Career and technical education (CTE) schools and academies are important and impactful, but they’re also scarce and expensive. To develop the skills of the millions of students who want high-quality CTE, we must be more egalitarian in the ways students access it—and the prospects for economic stability and success that it can create.
CTE is not just about the courses students take; it’s also about form: how, when, and where courses are delivered. And this varies depending on the state, district, and even school.
In most cases, the courses a student can take are determined by what’s available at the school site where they are enrolled. Most traditional high schools offer basic CTE classes in addition to academic coursework. Some host school-within-a-school “career academies” where academy students take CTE coursework focused around a single career theme (while taking academic classes at the host school); non-academy students can’t take these classes. There are also fully independent, self-contained career/technical high schools that serve as enrolled students’ home schools. Like academies, CTE schools usually focus on developing students’ skills to prepare them to enter a particular industry.
Some CTE programing is open to more students. Centralized locations called regional technical centers offer a diverse variety of CTE coursework. Students from multiple schools, and sometimes even multiple districts, travel to a regional center to take CTE classes while still enrolled in their “home” high schools. Finally, students who participate in dual enrollment earn high school credit for CTE courses taken at a community college.
While academies and self-contained CTE schools have important, positive academic and economic effects on students, access to them is extremely limited. Less than 4 percent of high schools in the United States are CTE schools. And although there are no recent data on the number of academies, there aren’t many, and they typically only enroll between thirty and sixty students per grade. Even in New York City, where they’ve gone all-in on both CTE schools and academies, demand far outstrips supply. “Some programs are so popular with middle-class families that they have trouble balancing their student bodies to meet the needs of a representative cross-section of New Yorkers,” note Tamar Jacoby and Shaun Dougherty. Likewise, eleven thousand students in Philadelphia—nearly one-third of all high schoolers—applied for 2,500 available seats in a CTE program. In Massachusetts, CTE schools have long waiting lists but can’t accept more students because of administrator-reported shortages in physical space, financial resources, staff, and equipment.
Our failure to increase the supply of CTE to meet demand is a huge waste of human capital, and it is especially problematic in an economy suffering from a long-term shortage of skilled workers for entry-level positions—especially those that do not require a four-year degree.

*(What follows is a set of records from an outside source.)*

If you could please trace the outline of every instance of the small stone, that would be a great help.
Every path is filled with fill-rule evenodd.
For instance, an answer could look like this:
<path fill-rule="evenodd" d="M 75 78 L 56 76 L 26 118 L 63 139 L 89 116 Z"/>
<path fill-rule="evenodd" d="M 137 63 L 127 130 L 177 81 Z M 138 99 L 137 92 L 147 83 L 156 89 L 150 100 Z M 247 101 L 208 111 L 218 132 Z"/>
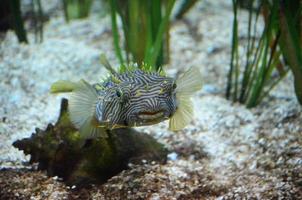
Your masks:
<path fill-rule="evenodd" d="M 175 161 L 175 160 L 177 160 L 178 154 L 175 152 L 172 152 L 172 153 L 169 153 L 167 157 L 168 157 L 168 160 Z"/>

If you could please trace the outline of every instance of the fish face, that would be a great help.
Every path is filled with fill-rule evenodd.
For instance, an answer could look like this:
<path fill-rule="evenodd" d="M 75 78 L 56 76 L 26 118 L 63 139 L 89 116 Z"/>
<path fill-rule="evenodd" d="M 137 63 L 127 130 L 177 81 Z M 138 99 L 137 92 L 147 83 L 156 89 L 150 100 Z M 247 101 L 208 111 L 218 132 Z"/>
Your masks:
<path fill-rule="evenodd" d="M 156 124 L 169 119 L 176 110 L 174 80 L 157 77 L 131 88 L 131 98 L 125 109 L 128 126 Z"/>
<path fill-rule="evenodd" d="M 118 77 L 121 83 L 111 85 L 101 95 L 98 120 L 111 127 L 144 126 L 169 119 L 176 111 L 176 85 L 169 77 L 140 70 Z"/>
<path fill-rule="evenodd" d="M 133 91 L 125 110 L 125 121 L 130 126 L 156 124 L 169 119 L 176 110 L 174 81 L 165 79 L 160 84 L 148 83 Z"/>

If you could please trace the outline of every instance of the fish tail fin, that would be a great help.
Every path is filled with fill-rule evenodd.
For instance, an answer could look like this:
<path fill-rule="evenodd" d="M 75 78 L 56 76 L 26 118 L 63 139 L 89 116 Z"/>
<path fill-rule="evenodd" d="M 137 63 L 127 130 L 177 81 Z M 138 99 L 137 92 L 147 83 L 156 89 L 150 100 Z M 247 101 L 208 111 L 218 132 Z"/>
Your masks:
<path fill-rule="evenodd" d="M 108 59 L 106 58 L 105 54 L 101 54 L 100 56 L 100 62 L 102 65 L 104 65 L 104 67 L 111 73 L 111 74 L 117 74 L 117 72 L 115 71 L 115 69 L 113 69 L 113 67 L 110 65 Z"/>
<path fill-rule="evenodd" d="M 78 83 L 66 80 L 59 80 L 51 85 L 50 93 L 72 92 L 77 86 Z"/>
<path fill-rule="evenodd" d="M 81 80 L 73 89 L 69 101 L 71 122 L 85 139 L 103 137 L 105 131 L 98 126 L 95 109 L 98 101 L 96 90 L 86 81 Z"/>
<path fill-rule="evenodd" d="M 193 104 L 191 96 L 201 89 L 202 81 L 199 69 L 190 68 L 176 80 L 177 109 L 170 118 L 169 129 L 177 131 L 184 128 L 193 119 Z"/>

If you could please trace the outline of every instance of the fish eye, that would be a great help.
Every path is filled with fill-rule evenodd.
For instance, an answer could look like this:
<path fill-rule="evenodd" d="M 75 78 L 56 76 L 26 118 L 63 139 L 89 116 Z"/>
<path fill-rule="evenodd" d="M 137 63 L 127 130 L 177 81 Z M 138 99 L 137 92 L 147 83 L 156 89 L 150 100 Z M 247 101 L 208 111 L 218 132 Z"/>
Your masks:
<path fill-rule="evenodd" d="M 129 91 L 127 88 L 116 88 L 115 95 L 118 97 L 120 103 L 126 103 L 129 99 Z"/>
<path fill-rule="evenodd" d="M 173 83 L 173 85 L 172 85 L 173 90 L 175 90 L 176 87 L 177 87 L 176 83 Z"/>
<path fill-rule="evenodd" d="M 117 90 L 116 90 L 116 96 L 117 96 L 117 97 L 121 97 L 122 95 L 123 95 L 122 90 L 121 90 L 121 89 L 117 89 Z"/>

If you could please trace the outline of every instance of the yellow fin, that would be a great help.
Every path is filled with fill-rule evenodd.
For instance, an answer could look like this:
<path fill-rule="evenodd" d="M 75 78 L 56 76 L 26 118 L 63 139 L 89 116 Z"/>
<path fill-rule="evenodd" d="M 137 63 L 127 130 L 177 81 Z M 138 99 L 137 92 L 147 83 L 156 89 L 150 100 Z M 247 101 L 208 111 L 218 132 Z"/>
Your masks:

Schools and districts aren’t deliberately creating a shortage of opportunities. CTE schools and academies are expensive to build and run, often requiring custom-built labs with specialized equipment and teachers, in addition to the standard operating costs of providing academic instruction. Some schools form industry partnerships with companies like IBM, which are attractive to businesses because they prepare potential employees and are good for an organization’s reputation (not to mention the fact that these partnerships are highly recommended by the current Perkins Act, and could be mandatory come its reauthorization). But even when partnerships work out, businesses aren’t going to fund the education of thousands of students across multiple sites. Smaller cities that are not home to large, successful companies with which to partner are even worse off.
To meaningfully develop the skills of millions of students who want high-quality CTE, we must increase access to courses and facilities. The easiest solution is dual enrollment: Support and encourage high school students to take the CTE classes already being offered at community colleges. To do this, we have to fix the state policies that dictate how dual enrollment is funded. In most states, the tuition to pay for the coursework comes from some combination of the district, the student, and the community college. Yet schools and districts have little incentive to encourage dual enrollment if they have to pay the post-secondary institution to provide the courses, and community colleges have no desire to go along if state law says they have to waive tuition. (Worse, in some states, the law allows high schools and/or community colleges to deny students participation.) And asking students to pay their own way will exclude low-income families.
States can expand CTE by requiring districts and schools to allow eligible students to participate in dual enrollment and equitably distributing funding across institutions. Federal legislation via Perkins reauthorization can support the latter by creating a system by which states use federal funds to cover student tuition in CTE classes directly—much like “backpack funding,” but at the course level.
It’s also imperative that state and federal CTE laws focus more on quality and less on strict prescriptions for specific coursework delivery models. Despite being favored by policy makers, CTE schools and academies already don’t provide enough seats. A move toward stringent requirements for industry partnerships limits them even more. At the same time, legislation that exclusively prioritizes academies does so at the expense of regional technical centers. By capitalizing on economy of scale, centers can give thousands of students access to high-tech, state-of-the-art facilities. State and federal law should support and fund these centers too.
Finally, support for CTE must be tied to whether coursework is relevant to the state’s economy. It’s true that many high-growth industries require CTE preparation in STEM, especially for jobs located in urban areas. But in some states, funding for less glamorous fields like agriculture are at risk—despite the fact that preparation for modern agricultural careers is just as high-tech and valuable to certain states as preparation for writing computer code. Unfortunately, too many laws incentivize STEM-focused CTE at the expense of other skills. That has to change.